The fear that creeps in when I can't sleep at night. The unnamed, omnipresent dread in that back of mind - that even if I do ALL the things that scare me, I will still not be enough. Enough of what? For whom? I don't know - enough of everything, for everyone. But the truth is - there's no way I could be enough of everything for everyone - so this fear will always win by pretending that not being everything to everyone is somehow a failure on my part instead of simply being the nature of reality.
Most of the time, I laugh at this fear. I don't want to be everything to everyone, so good thing I can't. But sometimes, when I'm extra tired or threadbare, the lies of fear are easier to believe. And THAT'S what these bitches did.
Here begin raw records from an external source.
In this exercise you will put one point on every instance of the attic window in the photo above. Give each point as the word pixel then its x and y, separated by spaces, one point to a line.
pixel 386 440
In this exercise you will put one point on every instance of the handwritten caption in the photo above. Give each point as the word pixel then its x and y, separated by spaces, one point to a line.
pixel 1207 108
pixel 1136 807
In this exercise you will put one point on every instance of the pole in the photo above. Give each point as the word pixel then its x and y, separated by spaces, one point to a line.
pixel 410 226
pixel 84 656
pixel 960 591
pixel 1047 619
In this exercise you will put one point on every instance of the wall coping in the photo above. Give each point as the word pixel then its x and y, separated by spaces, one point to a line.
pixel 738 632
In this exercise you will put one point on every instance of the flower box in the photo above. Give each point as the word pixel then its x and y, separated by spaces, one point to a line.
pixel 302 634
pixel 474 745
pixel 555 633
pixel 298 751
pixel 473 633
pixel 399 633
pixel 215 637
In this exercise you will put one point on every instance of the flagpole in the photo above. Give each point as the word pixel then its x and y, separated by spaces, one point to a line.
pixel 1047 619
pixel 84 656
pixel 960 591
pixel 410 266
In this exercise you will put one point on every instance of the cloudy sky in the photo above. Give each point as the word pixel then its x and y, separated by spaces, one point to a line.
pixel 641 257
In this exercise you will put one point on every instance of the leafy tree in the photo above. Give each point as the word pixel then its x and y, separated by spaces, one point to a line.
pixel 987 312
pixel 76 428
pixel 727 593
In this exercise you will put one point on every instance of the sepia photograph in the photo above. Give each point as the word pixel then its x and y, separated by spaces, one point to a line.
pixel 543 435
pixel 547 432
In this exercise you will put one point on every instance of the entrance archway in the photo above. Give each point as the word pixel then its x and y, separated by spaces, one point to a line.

They made me believe the lies of my fear - right there, in the middle of the day, in front of my children. And I felt defeated. Not enough.
But that didn't last for long. An older woman walked up to me and said loudly, "You're doing great! Judging people is SO TRASHY, don't you think? Don't they realize how their ignorance must embarrass their children?" She smiled at me and said softly, "They're beautiful and so are you." I thanked her.
And then a man a few tables away asked the twins' age. I told him they are eleven months old. He smiled, "My twin boys turn a year old this week. I wouldn't dare take them to a restaurant by myself. You're very brave and an inspiration."
As the petty bitches left they cooed at the babies. I didn't even look at them. I was too busy sharing a moment of triumph with my kids.